Ou pelo menos assim resolveu dizer aos seus leitores e ao também escritor Pinheiro Chagas a quem treplicava. Eça escrevera em artigo publicado numa revista duas passagens cujos conteúdos haviam indignado Pinheiro Chagas: que a nossa colonização no Oriente fora um monumento de ignomínia e que no começo do século XIX Portugal fora uma colónia do Brazil. Num artigo de jornal Pinheiro Chagas replicara, com argumentos recheados de erudição (num deles evoca as Molucas, levando Eça a perguntar-lhe na sua tréplica: “Pois todas as Molucas, Pinheiro Chagas?) e condenara Eça pela insuficiência do seu conhecimento e a sua falta de patriotismo. Agora Eça, com talento polémico e leveza de prosa muito superiores aos do outro, considera Pinheiro Chagas um brigadeiro da campanha do Roussilhão que “sabiam deitar fundilhos numas calças e estavam convencidos de que Deus era padre” e diz-lhe por fim “Você, meu caro Pinheiro Chagas, não ama a Pátria, namora-a”. Pretendendo fazê-lo para desculpar Chagas dos disparates que contra ele dissera, inventa sardonicamente a história do bey de Tunis explicando que sabia bem quanto a falta de inspiração era razão de tantos disparates que se publicam nos jornais. (Ou diz isto por palavras suas, melhores do que as minhas, porque cito de memória e não vale a pena contar outra vez à leitora quanto a memória é traiçoeira: tanto ou mais do que as mulheres garantiu-me há anos, sem estar bêbado, um marialva desmemoriado).
Os tempos não são bons.

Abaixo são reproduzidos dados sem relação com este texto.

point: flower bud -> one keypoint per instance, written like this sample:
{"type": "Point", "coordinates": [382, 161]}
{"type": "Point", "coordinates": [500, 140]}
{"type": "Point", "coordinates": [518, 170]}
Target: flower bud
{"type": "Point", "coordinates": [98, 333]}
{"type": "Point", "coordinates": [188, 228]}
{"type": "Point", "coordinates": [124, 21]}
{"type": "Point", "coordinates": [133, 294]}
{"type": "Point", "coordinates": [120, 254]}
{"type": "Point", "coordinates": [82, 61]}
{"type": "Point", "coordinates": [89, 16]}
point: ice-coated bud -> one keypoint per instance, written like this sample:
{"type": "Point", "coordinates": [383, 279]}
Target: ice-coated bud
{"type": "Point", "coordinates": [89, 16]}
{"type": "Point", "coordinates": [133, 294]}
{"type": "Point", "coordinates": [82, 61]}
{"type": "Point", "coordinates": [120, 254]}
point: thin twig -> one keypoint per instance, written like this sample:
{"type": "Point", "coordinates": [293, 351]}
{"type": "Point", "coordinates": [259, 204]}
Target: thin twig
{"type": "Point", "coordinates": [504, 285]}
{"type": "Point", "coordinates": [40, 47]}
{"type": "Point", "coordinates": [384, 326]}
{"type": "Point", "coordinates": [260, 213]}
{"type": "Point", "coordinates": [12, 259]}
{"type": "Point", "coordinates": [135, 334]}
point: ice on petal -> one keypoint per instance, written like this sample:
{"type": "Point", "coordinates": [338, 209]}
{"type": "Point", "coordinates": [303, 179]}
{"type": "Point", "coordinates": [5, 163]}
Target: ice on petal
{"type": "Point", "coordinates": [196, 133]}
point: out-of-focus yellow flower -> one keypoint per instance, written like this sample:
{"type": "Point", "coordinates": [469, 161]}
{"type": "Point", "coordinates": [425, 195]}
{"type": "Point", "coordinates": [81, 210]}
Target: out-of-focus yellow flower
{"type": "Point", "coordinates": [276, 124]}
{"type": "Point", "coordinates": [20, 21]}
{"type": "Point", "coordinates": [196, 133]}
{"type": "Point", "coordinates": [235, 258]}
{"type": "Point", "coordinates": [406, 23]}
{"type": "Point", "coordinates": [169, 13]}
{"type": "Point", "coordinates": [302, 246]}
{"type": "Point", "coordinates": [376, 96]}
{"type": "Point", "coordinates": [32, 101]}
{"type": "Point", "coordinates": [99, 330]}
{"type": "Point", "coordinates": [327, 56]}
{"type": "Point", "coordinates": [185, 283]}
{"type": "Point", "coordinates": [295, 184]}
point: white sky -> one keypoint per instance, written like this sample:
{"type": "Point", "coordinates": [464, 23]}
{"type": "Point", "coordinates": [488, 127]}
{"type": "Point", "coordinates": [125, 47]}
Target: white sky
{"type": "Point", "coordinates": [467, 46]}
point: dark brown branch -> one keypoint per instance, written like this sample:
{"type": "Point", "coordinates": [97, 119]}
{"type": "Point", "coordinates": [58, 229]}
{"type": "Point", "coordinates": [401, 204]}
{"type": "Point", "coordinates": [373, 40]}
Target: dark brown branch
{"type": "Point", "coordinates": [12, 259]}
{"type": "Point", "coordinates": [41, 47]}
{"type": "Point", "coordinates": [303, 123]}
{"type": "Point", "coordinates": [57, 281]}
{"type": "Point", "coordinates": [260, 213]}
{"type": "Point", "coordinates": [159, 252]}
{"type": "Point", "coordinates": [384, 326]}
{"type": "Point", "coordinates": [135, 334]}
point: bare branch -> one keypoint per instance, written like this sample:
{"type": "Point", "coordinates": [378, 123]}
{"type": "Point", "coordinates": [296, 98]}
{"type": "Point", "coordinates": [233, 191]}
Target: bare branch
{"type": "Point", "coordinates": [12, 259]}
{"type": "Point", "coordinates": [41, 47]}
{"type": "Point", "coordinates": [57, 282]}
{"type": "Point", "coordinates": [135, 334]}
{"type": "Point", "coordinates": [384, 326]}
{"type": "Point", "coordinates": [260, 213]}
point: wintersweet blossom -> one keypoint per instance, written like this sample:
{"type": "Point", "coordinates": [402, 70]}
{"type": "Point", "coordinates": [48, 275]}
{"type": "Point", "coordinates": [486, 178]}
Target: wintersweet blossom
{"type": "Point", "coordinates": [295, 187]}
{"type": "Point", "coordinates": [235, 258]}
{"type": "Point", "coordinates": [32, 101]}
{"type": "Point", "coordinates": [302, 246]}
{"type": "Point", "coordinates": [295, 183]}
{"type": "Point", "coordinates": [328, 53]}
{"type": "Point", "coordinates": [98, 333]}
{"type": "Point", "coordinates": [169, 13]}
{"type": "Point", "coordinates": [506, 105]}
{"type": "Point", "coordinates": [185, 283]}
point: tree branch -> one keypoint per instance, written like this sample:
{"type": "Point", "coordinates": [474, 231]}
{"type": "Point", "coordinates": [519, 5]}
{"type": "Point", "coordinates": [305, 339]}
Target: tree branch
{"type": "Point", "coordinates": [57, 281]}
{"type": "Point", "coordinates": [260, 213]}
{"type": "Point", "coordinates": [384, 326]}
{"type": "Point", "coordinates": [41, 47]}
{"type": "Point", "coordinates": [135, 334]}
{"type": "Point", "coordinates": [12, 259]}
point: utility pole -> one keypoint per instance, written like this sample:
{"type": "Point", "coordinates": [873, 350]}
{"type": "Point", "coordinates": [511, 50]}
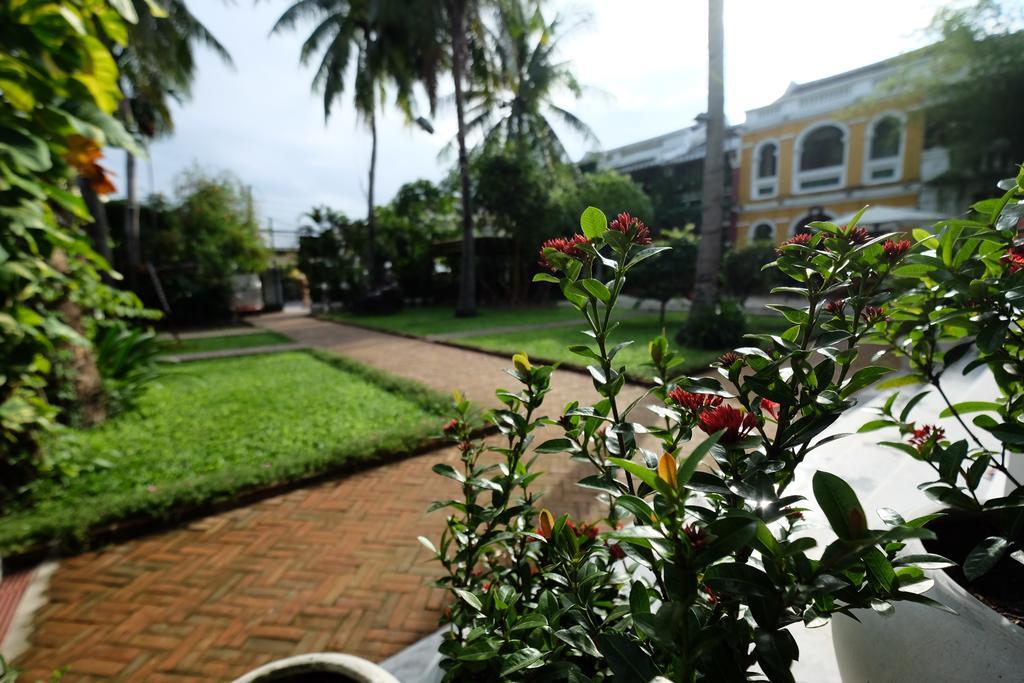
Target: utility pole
{"type": "Point", "coordinates": [710, 250]}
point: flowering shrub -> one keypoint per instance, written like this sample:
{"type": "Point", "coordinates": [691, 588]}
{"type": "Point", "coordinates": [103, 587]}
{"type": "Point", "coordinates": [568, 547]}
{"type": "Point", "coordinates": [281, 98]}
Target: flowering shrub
{"type": "Point", "coordinates": [960, 299]}
{"type": "Point", "coordinates": [700, 565]}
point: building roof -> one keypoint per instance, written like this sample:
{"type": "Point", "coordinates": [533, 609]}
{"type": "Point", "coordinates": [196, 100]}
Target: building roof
{"type": "Point", "coordinates": [674, 147]}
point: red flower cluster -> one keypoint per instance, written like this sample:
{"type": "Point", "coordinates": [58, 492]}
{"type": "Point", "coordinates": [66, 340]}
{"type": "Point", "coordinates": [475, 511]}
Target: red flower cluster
{"type": "Point", "coordinates": [927, 434]}
{"type": "Point", "coordinates": [1014, 259]}
{"type": "Point", "coordinates": [584, 529]}
{"type": "Point", "coordinates": [631, 227]}
{"type": "Point", "coordinates": [803, 239]}
{"type": "Point", "coordinates": [836, 306]}
{"type": "Point", "coordinates": [770, 407]}
{"type": "Point", "coordinates": [694, 402]}
{"type": "Point", "coordinates": [896, 250]}
{"type": "Point", "coordinates": [567, 246]}
{"type": "Point", "coordinates": [872, 314]}
{"type": "Point", "coordinates": [736, 424]}
{"type": "Point", "coordinates": [856, 236]}
{"type": "Point", "coordinates": [695, 536]}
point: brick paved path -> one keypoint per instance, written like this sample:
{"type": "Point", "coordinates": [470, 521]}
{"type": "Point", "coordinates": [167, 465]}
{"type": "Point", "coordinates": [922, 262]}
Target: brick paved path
{"type": "Point", "coordinates": [334, 566]}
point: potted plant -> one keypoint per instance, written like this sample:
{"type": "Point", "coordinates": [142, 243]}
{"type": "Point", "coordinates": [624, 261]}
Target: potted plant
{"type": "Point", "coordinates": [318, 668]}
{"type": "Point", "coordinates": [958, 307]}
{"type": "Point", "coordinates": [701, 564]}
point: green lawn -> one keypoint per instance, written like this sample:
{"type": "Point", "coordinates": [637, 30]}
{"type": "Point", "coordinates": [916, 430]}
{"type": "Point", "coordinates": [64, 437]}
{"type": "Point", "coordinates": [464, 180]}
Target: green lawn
{"type": "Point", "coordinates": [209, 429]}
{"type": "Point", "coordinates": [552, 344]}
{"type": "Point", "coordinates": [220, 343]}
{"type": "Point", "coordinates": [424, 321]}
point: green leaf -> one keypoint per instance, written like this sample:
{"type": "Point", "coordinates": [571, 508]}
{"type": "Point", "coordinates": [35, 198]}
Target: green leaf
{"type": "Point", "coordinates": [984, 556]}
{"type": "Point", "coordinates": [863, 378]}
{"type": "Point", "coordinates": [556, 445]}
{"type": "Point", "coordinates": [449, 471]}
{"type": "Point", "coordinates": [594, 222]}
{"type": "Point", "coordinates": [637, 470]}
{"type": "Point", "coordinates": [636, 506]}
{"type": "Point", "coordinates": [597, 289]}
{"type": "Point", "coordinates": [971, 407]}
{"type": "Point", "coordinates": [576, 636]}
{"type": "Point", "coordinates": [469, 599]}
{"type": "Point", "coordinates": [522, 658]}
{"type": "Point", "coordinates": [840, 505]}
{"type": "Point", "coordinates": [628, 662]}
{"type": "Point", "coordinates": [689, 465]}
{"type": "Point", "coordinates": [427, 544]}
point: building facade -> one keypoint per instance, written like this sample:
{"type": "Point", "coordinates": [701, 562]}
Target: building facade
{"type": "Point", "coordinates": [670, 168]}
{"type": "Point", "coordinates": [830, 146]}
{"type": "Point", "coordinates": [822, 150]}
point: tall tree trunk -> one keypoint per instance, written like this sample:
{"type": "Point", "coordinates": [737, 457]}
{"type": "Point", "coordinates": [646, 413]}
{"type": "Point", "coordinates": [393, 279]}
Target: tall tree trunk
{"type": "Point", "coordinates": [88, 384]}
{"type": "Point", "coordinates": [710, 251]}
{"type": "Point", "coordinates": [99, 228]}
{"type": "Point", "coordinates": [375, 279]}
{"type": "Point", "coordinates": [467, 281]}
{"type": "Point", "coordinates": [133, 251]}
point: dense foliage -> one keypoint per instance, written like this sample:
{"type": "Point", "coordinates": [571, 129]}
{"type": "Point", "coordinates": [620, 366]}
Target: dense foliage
{"type": "Point", "coordinates": [958, 308]}
{"type": "Point", "coordinates": [196, 242]}
{"type": "Point", "coordinates": [982, 44]}
{"type": "Point", "coordinates": [714, 566]}
{"type": "Point", "coordinates": [57, 92]}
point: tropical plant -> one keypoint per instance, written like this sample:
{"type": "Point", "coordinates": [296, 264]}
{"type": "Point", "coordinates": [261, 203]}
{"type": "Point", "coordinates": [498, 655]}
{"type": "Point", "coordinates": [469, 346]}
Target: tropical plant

Estamos a poucos dias de Trump dispor dos códigos secretos, isto é mais perto do que alguma vez estivemos de uma guerra nuclear – e de muitas outras arrelias convencionais. E Mário Soares deixou-nos. Entre Setembro de 1974 e Novembro de 1975, sempre que vinha de Londres a Lisboa tentava ir ver, antes de quaisquer outros, o mais pessimista e o mais optimista dos meus amigos, traçava a bissetriz entre o que cada um deles me dizia e sabia em que Portugal estava. Mais tarde, com a Pátria outra vez pacata, quando Victor Cunha Rego se foi embora procurei tentar substituir o pessimismo dele pelo meu. Não foi fácil mas não foi impossível. Mas o optimismo de Mário Soares não o encontro em mim e fiquei agora sem saber em quem o possa encontrar.